Add AVX/AVX2 version of functions

Question

Add AVX/AVX2 version of functions

redorav opened this issue 5 years ago · comments

Diogo Teixeira · Answer 1 · Mon Jul 15 2019 00:20:10 GMT+0800 (China Standard Time)

I wonder if it would be worth it to have float8 (for avx256) and float16 (for avx512) section. Would be a superset of actual hlsl, but could be handy. Maybe even add some calls to query their availability at runtime.

Just wondering if it would be possible and if there are negative implications going down this path. Asking because hlslpp is a very accessible, and readable way to write simd code in general. Probably the easiest I've used so far, tbh, and I'm getting great results. Could be a good way to extend it to the future, assuming it's possible.
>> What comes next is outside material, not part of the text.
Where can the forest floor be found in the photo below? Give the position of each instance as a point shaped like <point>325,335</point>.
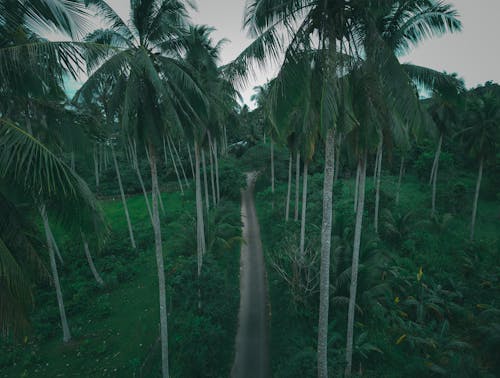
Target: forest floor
<point>251,358</point>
Emilio López · Answer 2 · Mon Jul 15 2019 00:49:47 GMT+0800 (China Standard Time)

@diogovtx Sure, I've always thought of extending hlsl++ to things that technically aren't in hlsl but easily derive from it. To some extent I already have, take for example the quaternion class. I would like to do float8 and float16, although I'd need to see how to add support to it on platforms that don't have such wide registers.

I'm not quite sure how to do that last part. I started doing double vectors and got it relatively far using AVX, but I don't have a solution on how I might make it work on NEON. Should it even be supported? Should I be able to mix and match scalar versions of the library?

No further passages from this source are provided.